Hint: As to solve this question. We should know about trigonometric identity.
Trigonometric: the relation between lengths of side to the angle. The relationship is fixed. So, the value of the trigonometric function is fixed for a given angle. The value of a function depends only upon the plan at which it is considered.
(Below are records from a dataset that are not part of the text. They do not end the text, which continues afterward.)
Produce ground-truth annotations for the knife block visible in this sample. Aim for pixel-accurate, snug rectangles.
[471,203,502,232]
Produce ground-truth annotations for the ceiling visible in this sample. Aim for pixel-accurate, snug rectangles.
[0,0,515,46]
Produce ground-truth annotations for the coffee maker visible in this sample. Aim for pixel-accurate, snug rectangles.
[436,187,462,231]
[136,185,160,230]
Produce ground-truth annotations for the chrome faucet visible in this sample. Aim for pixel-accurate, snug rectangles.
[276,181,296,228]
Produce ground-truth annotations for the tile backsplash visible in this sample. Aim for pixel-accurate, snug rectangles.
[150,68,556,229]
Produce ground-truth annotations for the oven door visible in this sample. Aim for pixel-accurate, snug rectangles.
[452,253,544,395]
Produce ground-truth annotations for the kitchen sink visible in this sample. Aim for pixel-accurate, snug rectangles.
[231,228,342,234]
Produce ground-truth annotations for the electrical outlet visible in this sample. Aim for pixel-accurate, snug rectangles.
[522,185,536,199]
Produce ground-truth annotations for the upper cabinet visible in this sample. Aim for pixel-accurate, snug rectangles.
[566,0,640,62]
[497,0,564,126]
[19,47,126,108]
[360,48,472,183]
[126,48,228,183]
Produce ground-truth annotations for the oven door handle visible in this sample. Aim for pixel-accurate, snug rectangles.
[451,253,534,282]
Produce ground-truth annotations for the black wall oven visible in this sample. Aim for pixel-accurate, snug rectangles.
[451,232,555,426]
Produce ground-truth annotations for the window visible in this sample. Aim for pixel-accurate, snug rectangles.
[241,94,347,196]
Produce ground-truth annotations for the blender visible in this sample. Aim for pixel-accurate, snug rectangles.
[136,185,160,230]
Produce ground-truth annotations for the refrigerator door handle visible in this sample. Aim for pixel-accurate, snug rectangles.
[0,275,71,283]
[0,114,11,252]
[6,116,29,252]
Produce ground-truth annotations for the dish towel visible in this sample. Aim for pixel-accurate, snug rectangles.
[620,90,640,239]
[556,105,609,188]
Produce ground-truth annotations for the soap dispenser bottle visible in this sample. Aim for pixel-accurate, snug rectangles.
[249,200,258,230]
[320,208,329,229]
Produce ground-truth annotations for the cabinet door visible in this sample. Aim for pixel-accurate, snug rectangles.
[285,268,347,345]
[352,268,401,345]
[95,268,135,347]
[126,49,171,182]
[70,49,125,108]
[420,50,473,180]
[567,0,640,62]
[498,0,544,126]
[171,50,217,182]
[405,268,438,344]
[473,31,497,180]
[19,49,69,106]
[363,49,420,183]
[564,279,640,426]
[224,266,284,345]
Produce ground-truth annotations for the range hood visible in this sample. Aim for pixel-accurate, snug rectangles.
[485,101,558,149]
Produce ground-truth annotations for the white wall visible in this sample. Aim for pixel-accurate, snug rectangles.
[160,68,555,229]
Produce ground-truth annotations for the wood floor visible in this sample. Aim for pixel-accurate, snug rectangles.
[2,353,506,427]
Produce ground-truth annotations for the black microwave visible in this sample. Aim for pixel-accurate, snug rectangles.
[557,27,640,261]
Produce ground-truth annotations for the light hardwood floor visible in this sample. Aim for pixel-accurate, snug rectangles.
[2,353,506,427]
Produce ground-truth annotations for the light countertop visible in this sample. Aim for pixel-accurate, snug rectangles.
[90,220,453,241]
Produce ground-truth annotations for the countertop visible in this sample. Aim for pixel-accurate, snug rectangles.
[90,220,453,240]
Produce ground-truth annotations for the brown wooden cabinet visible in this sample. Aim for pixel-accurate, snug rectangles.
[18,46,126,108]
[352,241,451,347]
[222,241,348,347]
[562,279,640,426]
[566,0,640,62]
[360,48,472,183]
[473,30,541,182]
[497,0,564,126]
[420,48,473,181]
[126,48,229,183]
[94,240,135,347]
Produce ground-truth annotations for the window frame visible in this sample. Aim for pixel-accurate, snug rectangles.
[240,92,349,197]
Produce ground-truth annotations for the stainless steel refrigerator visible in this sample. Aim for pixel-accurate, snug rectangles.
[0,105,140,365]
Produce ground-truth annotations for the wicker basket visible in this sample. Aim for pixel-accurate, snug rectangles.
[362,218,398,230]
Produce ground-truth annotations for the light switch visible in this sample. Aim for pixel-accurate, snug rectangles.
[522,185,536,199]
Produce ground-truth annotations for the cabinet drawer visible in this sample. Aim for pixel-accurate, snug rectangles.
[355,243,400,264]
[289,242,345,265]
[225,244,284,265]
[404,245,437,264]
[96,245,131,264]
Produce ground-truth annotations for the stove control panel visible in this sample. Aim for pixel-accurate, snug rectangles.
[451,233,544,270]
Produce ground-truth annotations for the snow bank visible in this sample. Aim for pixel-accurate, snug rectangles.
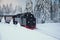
[37,23,60,39]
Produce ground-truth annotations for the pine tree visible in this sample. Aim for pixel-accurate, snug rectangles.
[26,0,33,13]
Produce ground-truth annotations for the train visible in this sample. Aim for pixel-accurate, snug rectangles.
[0,12,36,29]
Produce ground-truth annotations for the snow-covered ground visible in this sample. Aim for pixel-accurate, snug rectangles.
[37,23,60,40]
[0,18,59,40]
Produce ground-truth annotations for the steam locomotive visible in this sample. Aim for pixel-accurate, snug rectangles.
[0,12,36,29]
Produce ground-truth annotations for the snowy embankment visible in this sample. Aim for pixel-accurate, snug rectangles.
[37,23,60,39]
[0,22,58,40]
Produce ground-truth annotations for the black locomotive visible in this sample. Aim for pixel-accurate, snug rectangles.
[13,12,36,29]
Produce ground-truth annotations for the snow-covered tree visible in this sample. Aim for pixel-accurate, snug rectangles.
[26,0,33,12]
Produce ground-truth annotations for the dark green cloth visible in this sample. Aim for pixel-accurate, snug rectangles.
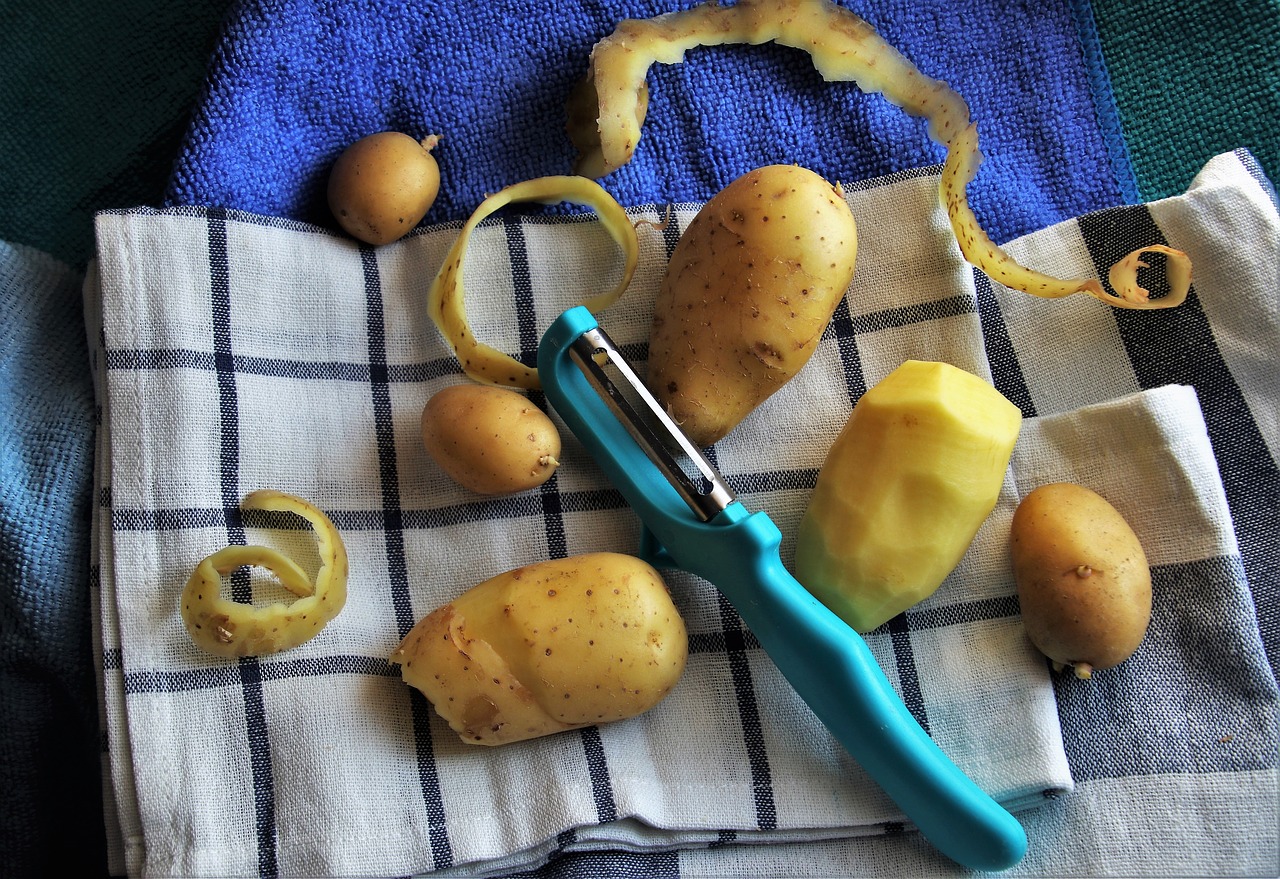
[1093,0,1280,201]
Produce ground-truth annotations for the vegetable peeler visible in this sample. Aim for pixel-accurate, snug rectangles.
[538,306,1027,870]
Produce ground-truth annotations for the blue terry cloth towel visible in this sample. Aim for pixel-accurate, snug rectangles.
[166,0,1137,242]
[0,242,106,876]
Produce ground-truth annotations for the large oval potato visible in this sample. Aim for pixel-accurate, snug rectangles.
[1010,482,1151,678]
[648,165,858,447]
[422,384,561,495]
[390,553,689,745]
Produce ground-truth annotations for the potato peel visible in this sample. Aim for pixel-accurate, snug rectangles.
[179,489,348,658]
[428,175,640,390]
[566,0,1190,308]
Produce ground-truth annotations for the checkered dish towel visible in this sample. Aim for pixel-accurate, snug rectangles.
[86,156,1269,875]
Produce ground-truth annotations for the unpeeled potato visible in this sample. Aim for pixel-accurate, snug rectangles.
[1010,482,1151,679]
[328,132,440,244]
[390,553,689,745]
[646,165,858,447]
[422,384,561,495]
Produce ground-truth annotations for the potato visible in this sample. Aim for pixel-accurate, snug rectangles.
[422,384,561,495]
[646,165,858,447]
[390,553,689,745]
[1010,482,1151,679]
[795,361,1023,632]
[328,132,440,244]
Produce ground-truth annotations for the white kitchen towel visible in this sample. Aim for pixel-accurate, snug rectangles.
[86,147,1275,875]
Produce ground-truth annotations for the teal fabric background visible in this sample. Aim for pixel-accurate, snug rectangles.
[0,0,1280,875]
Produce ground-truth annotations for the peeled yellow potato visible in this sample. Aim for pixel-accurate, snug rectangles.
[646,165,858,447]
[422,384,561,495]
[390,553,689,745]
[1010,482,1151,679]
[795,361,1021,632]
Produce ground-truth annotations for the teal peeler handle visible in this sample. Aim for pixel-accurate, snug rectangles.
[538,307,1027,871]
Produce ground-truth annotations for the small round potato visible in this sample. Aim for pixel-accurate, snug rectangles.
[422,384,561,495]
[328,132,440,244]
[1010,482,1151,679]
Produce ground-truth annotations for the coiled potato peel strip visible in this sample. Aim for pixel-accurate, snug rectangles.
[567,0,1190,308]
[428,175,640,390]
[180,490,348,658]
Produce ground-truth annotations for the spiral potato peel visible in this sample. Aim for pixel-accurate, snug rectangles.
[426,175,640,390]
[566,0,1190,308]
[180,489,348,658]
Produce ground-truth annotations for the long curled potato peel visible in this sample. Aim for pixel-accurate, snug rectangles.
[428,175,640,390]
[566,0,1190,308]
[180,489,348,658]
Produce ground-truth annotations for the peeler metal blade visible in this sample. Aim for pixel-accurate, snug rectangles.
[538,307,1027,870]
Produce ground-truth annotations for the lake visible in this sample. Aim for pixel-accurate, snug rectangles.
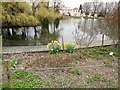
[2,17,111,46]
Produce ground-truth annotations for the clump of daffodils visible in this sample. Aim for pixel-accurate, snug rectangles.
[64,42,77,53]
[47,40,62,53]
[47,41,77,53]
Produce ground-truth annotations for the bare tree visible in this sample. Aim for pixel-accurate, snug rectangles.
[82,2,91,15]
[73,20,99,48]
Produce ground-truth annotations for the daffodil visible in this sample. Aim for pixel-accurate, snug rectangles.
[109,52,113,56]
[59,43,62,47]
[51,48,53,51]
[54,40,58,43]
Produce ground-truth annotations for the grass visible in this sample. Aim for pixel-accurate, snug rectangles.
[86,74,104,85]
[1,70,49,88]
[70,65,81,75]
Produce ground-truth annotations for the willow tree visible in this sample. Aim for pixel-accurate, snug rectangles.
[2,2,39,27]
[103,5,120,40]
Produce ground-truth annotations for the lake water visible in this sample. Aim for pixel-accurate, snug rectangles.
[3,18,110,46]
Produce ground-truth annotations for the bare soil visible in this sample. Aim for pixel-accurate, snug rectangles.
[3,52,118,88]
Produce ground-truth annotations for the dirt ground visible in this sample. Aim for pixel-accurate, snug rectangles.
[3,52,118,88]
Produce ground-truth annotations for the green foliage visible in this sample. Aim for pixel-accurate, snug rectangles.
[70,65,81,75]
[64,42,76,53]
[2,2,39,27]
[65,45,75,53]
[86,74,104,84]
[2,70,44,88]
[47,41,62,54]
[10,57,18,68]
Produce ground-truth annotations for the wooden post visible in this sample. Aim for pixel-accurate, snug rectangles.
[5,60,12,89]
[102,33,104,47]
[62,36,64,51]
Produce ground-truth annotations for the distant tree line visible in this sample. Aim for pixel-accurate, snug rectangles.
[79,1,117,17]
[0,0,61,27]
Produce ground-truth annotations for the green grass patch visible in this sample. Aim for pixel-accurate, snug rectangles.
[86,74,104,85]
[1,70,49,88]
[70,65,81,75]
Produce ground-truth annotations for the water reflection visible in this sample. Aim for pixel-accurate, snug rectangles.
[2,18,116,46]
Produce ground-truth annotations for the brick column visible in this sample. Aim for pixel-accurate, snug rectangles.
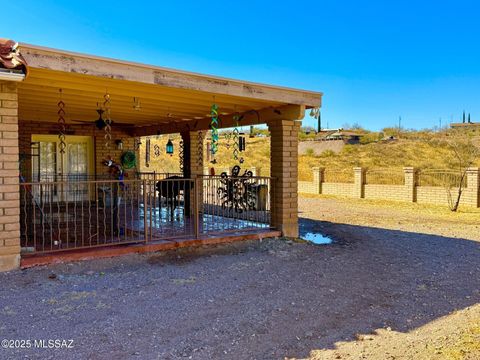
[403,167,417,202]
[268,120,300,237]
[180,131,205,214]
[0,81,20,271]
[312,167,325,194]
[465,167,480,207]
[353,167,365,198]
Complete step by step solution:
As given in question $2\sin x\cos x + \cos x = 0$ .
In $2\sin x\cos x + \cos x = 0$ , we take $\cos x$ as common. We get,
$\Rightarrow \cos x(2\sin x + 1) = 0$
$\Rightarrow \cos x = 0$
$\Rightarrow (2\sin x + 1) = 0$
For,
$\Rightarrow \cos x = 0$
Whose solution in domain $[0,2\pi ]$ is $\left\{ {\dfrac{\pi }{2},\dfrac{{3\pi }}{2}} \right\}$
$\Rightarrow 2\sin x + 1 = 0$
$\Rightarrow \sin x = - \dfrac{1}{2}$
Whose solution in domain $[0,2\pi ]$ is $\left\{ {\dfrac{{7\pi }}{6},\dfrac{{11\pi }}{6}} \right\}$
Adding a different solution set for both of them. We get,

Hence, solution set is $\left\{ {\dfrac{\pi }{2},\dfrac{{7\pi }}{6},\dfrac{{3\pi }}{2},\dfrac{{11\pi }}{6}} \right\}$

Note: Trigonometric identity: It is equalities that involve trigonometric function and true for every value of the occurring variable for which both sides of the equality are defined.
Some trigonometric identity:
 ${\sin ^2}\theta + {\cos ^2}\theta = 1$
 $\cos (2x) = {\cos ^2}(x) - {\sin ^2}(x)$
The inverse functions are partial inverse functions for the trigonometric function. For example the inverse for the sine, known as the inverse sine $({\sin ^{ - 1}})$ or arcsine (arcsin or asin), satisfy;
 $\sin (\arcsin x) = x$ for $\left| x \right| \leqslant 1$
 $\sin (\arcsin x) = x$ for $\left| x \right| \leqslant \dfrac{\pi }{2}$